It is likely that no technological change in the history of humanity has happened as quickly, as pervasively, and as drastically as the introduction of electronics. Only just over a hundred years ago, the electron was discovered. Since then, progress in electronics in all kinds of fields has revolutionized everything. And it’s not just in developed countries--cell phone and electronics use in developing countries is pervasive.

This book covers the time period from about 1900 to the 2010s, with 29 brief chapters (about ten pages each, usually with a half-page to a page of references) covering specific topics roughly in time order, with some topics covered in multiple chapters.

Some specific examples:

One nice chapter covers the early development of television, from early attempts in the late 1900s to about 1940; this is continued in a later chapter focusing on video recording technology. There’s a related chapter on displays that fills in some important details.

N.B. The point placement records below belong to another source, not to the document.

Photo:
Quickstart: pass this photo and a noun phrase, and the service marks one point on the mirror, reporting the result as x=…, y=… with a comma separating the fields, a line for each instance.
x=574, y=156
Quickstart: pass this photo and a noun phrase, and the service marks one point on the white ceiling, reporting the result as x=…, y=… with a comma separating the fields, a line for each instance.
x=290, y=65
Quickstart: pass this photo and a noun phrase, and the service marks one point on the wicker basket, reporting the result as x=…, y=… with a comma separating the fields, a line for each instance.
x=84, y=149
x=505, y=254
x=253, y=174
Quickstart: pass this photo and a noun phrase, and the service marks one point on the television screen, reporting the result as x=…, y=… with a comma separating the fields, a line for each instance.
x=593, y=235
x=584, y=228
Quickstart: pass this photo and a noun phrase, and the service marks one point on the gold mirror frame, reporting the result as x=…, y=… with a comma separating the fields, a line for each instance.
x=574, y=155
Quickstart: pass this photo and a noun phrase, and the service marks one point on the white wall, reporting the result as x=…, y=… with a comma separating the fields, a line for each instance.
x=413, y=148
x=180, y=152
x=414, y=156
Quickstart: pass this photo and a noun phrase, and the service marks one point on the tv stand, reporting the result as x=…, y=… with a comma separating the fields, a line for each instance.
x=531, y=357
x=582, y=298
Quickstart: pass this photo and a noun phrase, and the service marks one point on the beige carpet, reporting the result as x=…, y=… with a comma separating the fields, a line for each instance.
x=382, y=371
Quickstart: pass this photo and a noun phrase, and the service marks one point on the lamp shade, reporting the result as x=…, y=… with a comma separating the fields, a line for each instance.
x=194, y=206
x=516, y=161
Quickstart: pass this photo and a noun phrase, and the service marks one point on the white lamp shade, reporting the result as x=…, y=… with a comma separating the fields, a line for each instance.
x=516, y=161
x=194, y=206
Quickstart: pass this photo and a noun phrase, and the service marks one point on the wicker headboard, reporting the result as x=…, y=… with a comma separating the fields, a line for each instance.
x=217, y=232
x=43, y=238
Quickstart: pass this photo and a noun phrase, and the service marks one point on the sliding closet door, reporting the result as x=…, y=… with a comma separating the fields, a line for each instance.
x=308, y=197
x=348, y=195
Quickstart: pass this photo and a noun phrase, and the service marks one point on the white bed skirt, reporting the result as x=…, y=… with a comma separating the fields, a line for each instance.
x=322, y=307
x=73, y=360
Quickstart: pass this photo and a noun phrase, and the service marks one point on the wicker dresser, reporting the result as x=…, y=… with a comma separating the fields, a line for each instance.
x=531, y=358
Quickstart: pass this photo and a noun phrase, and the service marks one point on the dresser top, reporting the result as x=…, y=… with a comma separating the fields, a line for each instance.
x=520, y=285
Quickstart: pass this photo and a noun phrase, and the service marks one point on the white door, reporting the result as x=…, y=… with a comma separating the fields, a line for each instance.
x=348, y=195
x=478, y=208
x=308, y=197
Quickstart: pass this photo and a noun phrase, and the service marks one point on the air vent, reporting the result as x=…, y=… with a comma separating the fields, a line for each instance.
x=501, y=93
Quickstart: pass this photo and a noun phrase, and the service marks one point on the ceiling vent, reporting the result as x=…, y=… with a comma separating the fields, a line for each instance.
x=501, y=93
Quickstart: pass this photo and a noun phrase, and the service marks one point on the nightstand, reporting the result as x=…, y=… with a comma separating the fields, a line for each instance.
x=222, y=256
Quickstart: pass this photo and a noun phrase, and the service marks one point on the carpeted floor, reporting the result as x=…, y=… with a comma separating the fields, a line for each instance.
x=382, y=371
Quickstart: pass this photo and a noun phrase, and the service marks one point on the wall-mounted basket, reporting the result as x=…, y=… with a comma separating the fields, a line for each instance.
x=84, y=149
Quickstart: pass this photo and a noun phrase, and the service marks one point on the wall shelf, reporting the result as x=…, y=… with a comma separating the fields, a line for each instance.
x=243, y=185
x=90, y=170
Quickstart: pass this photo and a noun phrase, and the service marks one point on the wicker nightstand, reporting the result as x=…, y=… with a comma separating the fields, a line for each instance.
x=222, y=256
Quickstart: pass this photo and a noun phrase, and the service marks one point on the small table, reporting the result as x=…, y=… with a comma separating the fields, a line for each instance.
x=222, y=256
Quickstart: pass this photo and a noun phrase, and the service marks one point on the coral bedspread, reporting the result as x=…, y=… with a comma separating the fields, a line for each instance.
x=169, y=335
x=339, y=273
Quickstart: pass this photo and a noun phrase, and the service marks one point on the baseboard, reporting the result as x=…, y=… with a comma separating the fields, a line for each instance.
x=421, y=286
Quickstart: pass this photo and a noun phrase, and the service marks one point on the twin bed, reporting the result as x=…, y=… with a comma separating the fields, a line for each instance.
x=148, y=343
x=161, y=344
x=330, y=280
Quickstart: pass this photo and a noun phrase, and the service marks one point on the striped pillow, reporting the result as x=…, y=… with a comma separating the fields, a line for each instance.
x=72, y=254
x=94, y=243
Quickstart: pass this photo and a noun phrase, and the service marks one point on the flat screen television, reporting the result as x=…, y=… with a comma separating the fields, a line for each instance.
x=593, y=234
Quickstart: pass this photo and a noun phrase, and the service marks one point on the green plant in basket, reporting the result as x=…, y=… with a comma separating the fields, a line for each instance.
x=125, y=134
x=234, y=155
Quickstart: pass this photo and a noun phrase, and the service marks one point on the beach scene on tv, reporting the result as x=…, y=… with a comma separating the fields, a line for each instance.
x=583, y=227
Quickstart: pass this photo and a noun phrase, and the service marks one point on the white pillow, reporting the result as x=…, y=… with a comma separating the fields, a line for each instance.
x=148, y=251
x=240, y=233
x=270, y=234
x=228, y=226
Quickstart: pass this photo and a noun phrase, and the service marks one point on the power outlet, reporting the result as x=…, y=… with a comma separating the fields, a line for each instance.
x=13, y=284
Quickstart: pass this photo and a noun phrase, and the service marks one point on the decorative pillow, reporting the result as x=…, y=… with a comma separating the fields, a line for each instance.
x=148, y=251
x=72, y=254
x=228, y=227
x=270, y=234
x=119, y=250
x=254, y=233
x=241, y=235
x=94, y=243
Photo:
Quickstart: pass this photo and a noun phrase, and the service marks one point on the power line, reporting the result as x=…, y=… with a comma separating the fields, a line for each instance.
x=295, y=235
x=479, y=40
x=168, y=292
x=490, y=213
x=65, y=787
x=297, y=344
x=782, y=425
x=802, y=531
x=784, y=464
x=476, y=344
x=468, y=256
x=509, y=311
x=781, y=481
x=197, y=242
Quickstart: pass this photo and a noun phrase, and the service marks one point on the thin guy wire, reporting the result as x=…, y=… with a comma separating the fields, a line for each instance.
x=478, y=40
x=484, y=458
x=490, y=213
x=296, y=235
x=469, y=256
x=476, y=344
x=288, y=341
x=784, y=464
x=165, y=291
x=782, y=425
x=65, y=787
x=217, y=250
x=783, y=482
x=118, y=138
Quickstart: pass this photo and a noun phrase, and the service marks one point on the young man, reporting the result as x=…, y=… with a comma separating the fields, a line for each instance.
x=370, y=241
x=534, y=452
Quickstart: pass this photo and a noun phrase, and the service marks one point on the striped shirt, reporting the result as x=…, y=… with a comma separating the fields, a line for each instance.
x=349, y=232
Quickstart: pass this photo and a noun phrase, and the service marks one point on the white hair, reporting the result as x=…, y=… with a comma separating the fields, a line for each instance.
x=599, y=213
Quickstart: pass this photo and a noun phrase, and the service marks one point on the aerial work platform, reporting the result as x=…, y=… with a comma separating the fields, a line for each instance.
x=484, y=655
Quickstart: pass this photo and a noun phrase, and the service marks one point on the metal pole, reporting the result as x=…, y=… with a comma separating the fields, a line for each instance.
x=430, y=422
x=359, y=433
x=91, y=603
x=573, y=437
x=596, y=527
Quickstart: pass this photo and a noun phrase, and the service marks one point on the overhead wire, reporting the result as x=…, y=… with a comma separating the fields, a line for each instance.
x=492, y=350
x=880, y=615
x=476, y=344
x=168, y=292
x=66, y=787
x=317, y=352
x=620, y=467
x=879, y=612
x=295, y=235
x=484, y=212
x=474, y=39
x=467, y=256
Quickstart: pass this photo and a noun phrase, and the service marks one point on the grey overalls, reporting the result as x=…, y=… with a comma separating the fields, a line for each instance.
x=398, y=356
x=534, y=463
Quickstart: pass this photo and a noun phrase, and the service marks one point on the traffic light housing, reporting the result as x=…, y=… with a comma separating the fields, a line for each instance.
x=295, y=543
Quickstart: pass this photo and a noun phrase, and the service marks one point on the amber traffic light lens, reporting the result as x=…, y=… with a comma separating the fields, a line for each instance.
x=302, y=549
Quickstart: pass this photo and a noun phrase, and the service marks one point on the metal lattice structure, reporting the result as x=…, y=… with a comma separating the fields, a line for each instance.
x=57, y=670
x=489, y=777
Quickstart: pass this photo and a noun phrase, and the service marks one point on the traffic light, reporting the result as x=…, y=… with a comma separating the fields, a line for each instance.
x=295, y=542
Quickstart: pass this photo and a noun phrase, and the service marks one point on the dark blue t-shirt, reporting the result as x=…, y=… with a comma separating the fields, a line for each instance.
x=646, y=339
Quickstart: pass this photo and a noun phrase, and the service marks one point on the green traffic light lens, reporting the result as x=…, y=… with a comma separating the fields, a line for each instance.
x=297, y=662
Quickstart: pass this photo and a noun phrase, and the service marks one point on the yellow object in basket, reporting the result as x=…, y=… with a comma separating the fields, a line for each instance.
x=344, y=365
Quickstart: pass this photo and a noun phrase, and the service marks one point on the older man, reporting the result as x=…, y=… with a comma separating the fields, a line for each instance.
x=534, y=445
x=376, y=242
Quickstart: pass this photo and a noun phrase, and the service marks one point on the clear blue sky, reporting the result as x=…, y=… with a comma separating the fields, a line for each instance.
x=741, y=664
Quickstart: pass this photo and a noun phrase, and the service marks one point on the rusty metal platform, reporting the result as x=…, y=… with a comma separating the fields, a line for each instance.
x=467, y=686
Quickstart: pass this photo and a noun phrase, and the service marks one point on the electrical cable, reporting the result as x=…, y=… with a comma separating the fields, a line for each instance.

Another chapter covers “Youth Culture in the 1950s and 1960s” and shows how those decades saw a huge rise in radios (especially portable radios) and amplifiers. Oddly, the way that music was often seen on television during those years is not mentioned.

Computers, from Babbage on, are also covered in several chapters. In this context, it should be noted that the book is rather UK-centric and some of the developments in the US and elsewhere are skipped over. As an example, the rapid rise of minicomputers from Digital Equipment Corporation isn’t mentioned at all, but the PDP-11 and related machines were an essential part of the trend in which mini/microcomputers became ubiquitous. In turn, these led to the rise of Unix and its derivatives: not so important in the personal computing sphere, perhaps, but very important in many ways.

On the whole, this is an excellent book with interesting information about just how electronics has shaped the world in the last century or so. It covers an impressive range of topics from timekeeping to the Internet and does so in a nicely digestible way, sufficiently nontechnical in detail, to make things accessible to those who are not primarily interested in the science.

Technologically savvy readers, on the other hand, will likely find the coverage of favorite topics a bit thin and unsatisfying, but may learn something new from topics they’re not familiar with.

A future edition might provide updates to many of the charts, and I’d like to see a bit more US coverage as well. Sidebars on some of the odd details can make stories come to life. As a simple example, a short passage on how relativity affects GPS would be interesting and would show how something that seems abstract and far from everyday experience does indeed affect us all.

This would be an excellent text in a general studies course intended for non-STEM undergraduates with the various references providing good starting points for brief student essays.